決算サマリー
| 項目 | 当期実績 | 前期実績 | 増減率 | 来期計画 | 見方 |
|---|---|---|---|---|---|
| 売上高 | 183.34億円 | 176.20億円 | 4.0%増 | 257.00億円 | 増収継続を計画 |
| 営業利益 | 45.80億円 | 43.81億円 | 4.5%増 | 54.30億円 | 安定成長を計画 |
| 経常利益 | 45.51億円 | 44.19億円 | 3.0%増 | 54.30億円 | ほぼ横ばいの伸び |
| 純利益 | 30.52億円 | 29.59億円 | 3.1%増 | 36.40億円 | 堅調推移を見込む |
| EPS | 72.47円 | 70.27円 | 3.1%増 | 86.42円 | 通期EPSを使用 |
定量評価
| 指標 | 直近実績 | 比較対象 | 見方 |
|---|---|---|---|
| EPS成長率 | 3.1%増 | 前年同期比 | 増収増益を反映 |
| ROIC | 開示なし | 決算短信に記載なし | ROEと利益率で補完 |
| PER想定 | 16.0倍 | 会社予想EPS86.42円 | 参考試算の前提値 |
ポジティブ要因
原薬販売が堅調
近年上市した品目の浸透やジェネリック医薬品の数量シェア拡大で、原薬販売が伸びた。
財務安全性が非常に高い
自己資本比率は80.2%で、純資産も304.94億円に増えている。
リスク要因
薬価改定と為替
薬価改定や為替変動は原薬の仕入価格に影響し、収益をぶらしやすい。
物流・供給リスク
国際情勢の緊迫化で物流遅延が起こると、必要時に原薬を供給できないリスクがある。
財務安全性
総資産は380.39億円、純資産は304.94億円、自己資本比率は80.2%である。営業CFは最終的な確認が必要だが、資本面は極めて厚い。
業界動向との関連
医薬品卸・原薬関連では、薬価制度、ジェネリック普及、為替、物流の安定性が重要である。品質確保と安定供給が競争力になる。
株価への示唆
株価は業績だけでなく市場期待や需給によって変動します。市場株価データは使わず、会社予想EPS86.42円にシナリオPERを掛けた条件付き試算とする。安定供給とジェネリック浸透が続く場合は上位シナリオに近づく可能性がある。

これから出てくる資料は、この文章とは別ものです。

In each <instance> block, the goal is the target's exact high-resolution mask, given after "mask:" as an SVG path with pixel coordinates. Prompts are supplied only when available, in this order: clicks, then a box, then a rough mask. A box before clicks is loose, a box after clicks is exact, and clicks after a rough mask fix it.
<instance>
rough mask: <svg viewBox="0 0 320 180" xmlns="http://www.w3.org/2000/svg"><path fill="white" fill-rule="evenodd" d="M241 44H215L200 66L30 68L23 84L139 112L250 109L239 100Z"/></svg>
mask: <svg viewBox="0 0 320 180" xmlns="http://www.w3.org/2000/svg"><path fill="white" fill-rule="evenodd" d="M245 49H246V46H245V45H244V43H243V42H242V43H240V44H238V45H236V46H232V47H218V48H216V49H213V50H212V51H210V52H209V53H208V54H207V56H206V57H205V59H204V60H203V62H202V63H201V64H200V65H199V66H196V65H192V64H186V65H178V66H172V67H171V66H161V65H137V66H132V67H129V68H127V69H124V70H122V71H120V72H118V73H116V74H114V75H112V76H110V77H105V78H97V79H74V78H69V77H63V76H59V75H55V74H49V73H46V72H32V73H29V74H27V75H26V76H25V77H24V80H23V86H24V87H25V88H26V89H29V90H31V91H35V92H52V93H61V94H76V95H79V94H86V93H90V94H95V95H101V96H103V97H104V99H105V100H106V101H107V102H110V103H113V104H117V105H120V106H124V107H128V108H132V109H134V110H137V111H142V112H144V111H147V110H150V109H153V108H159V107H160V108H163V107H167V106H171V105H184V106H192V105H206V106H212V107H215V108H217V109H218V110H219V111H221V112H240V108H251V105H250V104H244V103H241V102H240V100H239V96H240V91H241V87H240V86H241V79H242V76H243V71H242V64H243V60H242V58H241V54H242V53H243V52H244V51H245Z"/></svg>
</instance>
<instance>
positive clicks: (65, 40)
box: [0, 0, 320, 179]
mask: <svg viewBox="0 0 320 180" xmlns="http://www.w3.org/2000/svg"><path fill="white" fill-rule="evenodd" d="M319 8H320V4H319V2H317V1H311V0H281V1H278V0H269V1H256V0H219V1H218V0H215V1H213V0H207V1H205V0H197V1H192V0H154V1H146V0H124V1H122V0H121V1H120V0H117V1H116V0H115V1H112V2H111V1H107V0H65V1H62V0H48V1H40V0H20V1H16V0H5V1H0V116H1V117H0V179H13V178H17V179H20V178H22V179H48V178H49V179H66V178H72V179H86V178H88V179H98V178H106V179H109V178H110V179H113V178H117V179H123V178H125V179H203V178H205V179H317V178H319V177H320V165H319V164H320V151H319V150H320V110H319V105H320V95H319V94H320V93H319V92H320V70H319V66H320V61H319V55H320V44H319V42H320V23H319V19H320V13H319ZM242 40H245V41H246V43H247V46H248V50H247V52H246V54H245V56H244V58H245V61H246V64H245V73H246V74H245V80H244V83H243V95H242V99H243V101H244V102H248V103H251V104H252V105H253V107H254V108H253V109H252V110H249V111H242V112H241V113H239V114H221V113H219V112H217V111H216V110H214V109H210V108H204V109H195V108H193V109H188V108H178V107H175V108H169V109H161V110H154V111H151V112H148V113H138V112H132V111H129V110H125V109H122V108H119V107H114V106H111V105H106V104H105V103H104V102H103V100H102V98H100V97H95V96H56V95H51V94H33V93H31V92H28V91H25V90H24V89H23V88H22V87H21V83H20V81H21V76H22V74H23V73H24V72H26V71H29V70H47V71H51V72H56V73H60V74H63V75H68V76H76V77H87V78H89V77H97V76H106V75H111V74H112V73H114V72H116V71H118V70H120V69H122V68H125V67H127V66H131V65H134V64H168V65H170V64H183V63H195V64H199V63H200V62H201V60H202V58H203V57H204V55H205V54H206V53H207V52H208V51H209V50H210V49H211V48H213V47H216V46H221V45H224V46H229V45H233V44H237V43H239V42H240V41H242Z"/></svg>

| シナリオ | 想定PER | 予想EPS | 理論株価 |
|---|---|---|---|
| 弱気 | 14.0倍 | 86.42円 | 1209円 |
| 中立 | 16.0倍 | 86.42円 | 1383円 |
| 強気 | 18.0倍 | 86.42円 | 1556円 |
今期の総括
2026年6月期第3四半期は増収増益で、自己資本比率も高水準を維持した。薬価改定と為替の影響を受けつつ、安定供給力が問われる。
来期見通し
通期は増収増益を計画する。原薬販売の浸透と供給体制の強化が続く場合は計画に近づきやすい。会社予想は外部環境により変動する可能性があります。
総合判断
総合判断は中立である。増収増益と高い財務安全性は評価できるが、制度改定と供給リスクは残る。次回は原薬販売の伸びと薬価改定の影響を確認したい。
出典
本記事は、対象企業が開示した決算短信を基に作成しています。